Tesco, Sainsbury’s, ASDA, Morrisons and Aldi are the five biggest supermarkets in the UK. Because they have more stores and more customers, they produce a lot more plastic than some of the other supermarkets in the league table. That means they have a responsibility to lead the way – and an opportunity to have the biggest impact.
EIA Senior Campaigner Christina Dixon said: “In our third year of looking at plastic packaging in UK supermarkets, we had hoped to see a much sharper downwards trajectory as strategies and targets bear fruit. Instead, we are looking at a relatively static picture which represents a drop in the ocean of tackling plastic pollution. The sector urgently needs to pick up the pace of plastic reduction.”
Other findings in the survey include:
- Aldi climbed from last place to second. They reduced their overall plastic footprint, removed single-use plastic carrier bags and committed to halve their plastic footprint by 2025.
- Morrison’s slipped down to ninth place as their plastic use increased. A significant rise in plastic bags and water bottles is a particular area for concern.
- More than 1.58 billion plastic ‘bags for life’ (which contain more plastic than thinner single-use bags) were issued in 2019, a 4.5 per cent increase over 2018. This represents almost 57 bags per UK household during the year.
- The number of single-use plastic carrier bags issued fell by 33 per cent and several supermarkets (Aldi, Lidl, Iceland, M&S) have banned them entirely.
- Almost 2.5 billion plastic water bottles were sold or given away in UK supermarkets in 2019.
- While most companies reported reductions on own-brand plastic packaging, the percentage of branded packaging in 2019 increased by five per cent compared to 2017.
Own-brand vs branded plastic packaging
Dixon from EIA said: “Supermarket targets and reduction efforts are primarily focused on own-brand plastic packaging, which makes sense as they have more direct control over the supply chain.

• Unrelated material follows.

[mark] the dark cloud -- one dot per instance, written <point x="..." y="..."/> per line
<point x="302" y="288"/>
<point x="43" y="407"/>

“However, this means that the amount of packaging used for popular branded goods is not reducing, and we’d like to see supermarkets increasingly taking the fight to the big manufacturers and compelling them in turn to drive down their own plastic footprints. This can be achieved through sourcing policies that reflect packaging reduction requirements and the phasing out of problematic plastics, working with brands to test alternatives and, ultimately, pledges to de-list suppliers which will not comply.”
The worst plastic polluters were Coca-Cola, Pepsico and Nestle according to Changing Markets Foundation in their 2020 report Talking Trash.
Reuse and refill
A key recommendation of Checking Out on Plastics III is for supermarkets to devise strategies that include specific targets for increasing reusable and refillable packaging and delivery systems, both in-store and online, as a way to reduce unnecessary plastic packaging. Greenpeace is calling for 25% of packaging to be reusable by 2025, and 50% reusable by 2030.
Nina Schrank, Senior Plastics Campaigner at Greenpeace UK, said:
“All supermarkets should follow Sainsbury’s, and now Aldi, in committing to reduce plastic packaging by 50 per cent by 2025, at the very least. How these commitments are met is also crucial. Half of that reduction should come from reuse and refill systems, so we can ensure that packaging stays in those systems and out of the environment.”